De energietransitie in Latijns-Amerika verloopt met wisselend tempo en intensiteit. Terwijl sommige landen aanzienlijke stappen zetten naar een duurzamere energiemix, blijft de regio als geheel sterk afhankelijk van fossiele brandstoffen.
Ook in Suriname zijn de afgelopen jaren stappen voorwaarts gezet om hernieuwbare energieopwekking te incorporeren, ondanks enkele uitdagingen. “Wat Suriname betreft hebben we aardig wat vorderingen geboekt”, zegt Orlando Olmberg, voorzitter van de Suriname Energy Chamber. “Als ik overall kijk, vanaf 2013 naar nu, dan zijn we gegaan van bijna 0 procent naar ongeveer 5 tot 7 procent van ons totale energiegebruik dat op zonne-energie draait.”
Suriname en Guyana lopen toch achter op de rest van Latijns-Amerika. Zonder de Afobaka-krachtcentrale, die zestig jaar geleden door Alcoa is opgezet met een ander doel, zou de bijdrage van hernieuwbare energie in Suriname verwaarloosbaar zijn in vergelijking met andere landen in de regio. Landen als Chili, Brazilië en Mexico hebben grootschalige projecten gelanceerd om hun elektriciteitsopwekking te vergroenen. Uruguay loopt hierin voorop: meer dan 90 procent van de elektriciteit wordt daar al opgewekt uit hernieuwbare bronnen.

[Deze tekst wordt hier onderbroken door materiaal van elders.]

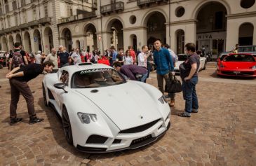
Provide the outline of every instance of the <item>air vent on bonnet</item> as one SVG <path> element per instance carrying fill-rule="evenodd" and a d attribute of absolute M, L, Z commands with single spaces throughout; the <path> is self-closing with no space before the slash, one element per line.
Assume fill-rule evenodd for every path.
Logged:
<path fill-rule="evenodd" d="M 93 64 L 93 63 L 91 63 L 91 62 L 84 62 L 84 63 L 79 64 L 79 66 L 91 65 L 91 64 Z"/>

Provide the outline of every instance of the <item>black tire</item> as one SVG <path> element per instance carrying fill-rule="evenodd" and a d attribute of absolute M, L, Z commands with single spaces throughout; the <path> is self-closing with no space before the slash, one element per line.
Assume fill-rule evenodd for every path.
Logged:
<path fill-rule="evenodd" d="M 204 65 L 203 65 L 203 70 L 205 70 L 205 69 L 206 69 L 206 62 L 204 63 Z"/>
<path fill-rule="evenodd" d="M 64 134 L 65 135 L 66 140 L 67 140 L 67 143 L 69 143 L 71 145 L 73 145 L 72 130 L 71 128 L 69 114 L 67 113 L 67 109 L 65 106 L 63 106 L 62 119 L 62 127 L 63 127 Z"/>
<path fill-rule="evenodd" d="M 151 67 L 151 71 L 154 71 L 156 69 L 155 69 L 155 65 L 154 64 L 151 64 L 152 66 Z"/>
<path fill-rule="evenodd" d="M 47 103 L 47 99 L 46 99 L 46 90 L 44 89 L 43 83 L 42 84 L 42 89 L 43 89 L 43 104 L 46 106 L 48 106 L 48 104 Z"/>

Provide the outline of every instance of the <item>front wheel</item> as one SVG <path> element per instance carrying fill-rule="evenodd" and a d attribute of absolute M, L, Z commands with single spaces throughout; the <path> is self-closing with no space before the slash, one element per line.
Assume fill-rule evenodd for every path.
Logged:
<path fill-rule="evenodd" d="M 203 70 L 206 69 L 206 62 L 204 63 Z"/>
<path fill-rule="evenodd" d="M 43 103 L 46 106 L 48 106 L 47 99 L 46 99 L 46 90 L 44 88 L 43 83 L 42 84 L 42 88 L 43 88 Z"/>
<path fill-rule="evenodd" d="M 73 144 L 73 136 L 72 130 L 71 128 L 70 120 L 69 114 L 65 106 L 63 106 L 62 111 L 62 126 L 64 130 L 64 134 L 65 134 L 65 138 L 69 144 Z"/>

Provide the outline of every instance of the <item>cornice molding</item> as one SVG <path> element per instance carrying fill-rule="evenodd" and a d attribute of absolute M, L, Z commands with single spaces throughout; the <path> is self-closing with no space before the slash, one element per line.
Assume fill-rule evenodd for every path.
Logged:
<path fill-rule="evenodd" d="M 137 26 L 137 27 L 123 28 L 122 29 L 123 29 L 123 31 L 129 31 L 129 30 L 134 30 L 135 29 L 147 29 L 147 27 L 145 27 L 145 26 Z"/>
<path fill-rule="evenodd" d="M 227 19 L 236 19 L 236 18 L 249 18 L 255 16 L 256 16 L 256 11 L 236 13 L 226 15 Z"/>
<path fill-rule="evenodd" d="M 181 21 L 173 21 L 173 22 L 169 22 L 165 23 L 166 25 L 184 25 L 185 23 L 196 23 L 197 22 L 196 19 L 190 19 L 190 20 L 181 20 Z"/>

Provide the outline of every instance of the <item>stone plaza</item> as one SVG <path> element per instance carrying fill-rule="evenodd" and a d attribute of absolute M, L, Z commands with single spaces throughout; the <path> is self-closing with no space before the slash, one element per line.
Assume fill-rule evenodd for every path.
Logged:
<path fill-rule="evenodd" d="M 198 113 L 190 118 L 177 116 L 184 108 L 178 93 L 171 127 L 163 137 L 135 150 L 101 154 L 79 152 L 67 143 L 61 120 L 43 104 L 43 75 L 29 85 L 37 115 L 45 120 L 29 125 L 20 96 L 17 112 L 24 120 L 10 126 L 8 70 L 0 69 L 0 165 L 255 165 L 256 79 L 220 78 L 215 69 L 210 62 L 199 72 Z M 156 86 L 156 72 L 150 77 L 147 83 Z"/>

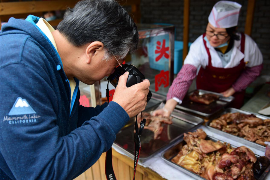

Ondanks de achterstand ziet Olmberg toch reden voor optimisme. “Je hebt een goudmijn, Rosebel Goldmine, die een 5 megawatt zonne-energieproject heeft opgezet. Atjoni was ook het eerste grote dorp dat op zonne-energie is overgestapt. Dus we zien wel vorderingen. We zijn nog niet waar we moeten zijn, maar we gaan de goede kant op”, aldus Olmberg.
Een belangrijke stap in de energietransitie was de wet van 2016, die het mogelijk maakt om zonnepanelen zonder batterijen op daken te installeren en energie terug te leveren aan de Energiebedrijven Suriname. Dit stimuleert particulieren en bedrijven om te investeren in hernieuwbare energiebronnen.
Olie, gas en steenkool blijven vooralsnog een dominante rol spelen in de energievoorziening van de regio. Dit komt mede door de rijke fossiele brandstofvoorraden en de economische afhankelijkheid van exportinkomsten. Bovendien zijn deze sectoren een belangrijke bron van werkgelegenheid en leveren ze relatief betaalbare energie. Een plotselinge verschuiving naar hernieuwbare energie zou voor sommige gemeenschappen economische onzekerheid kunnen betekenen.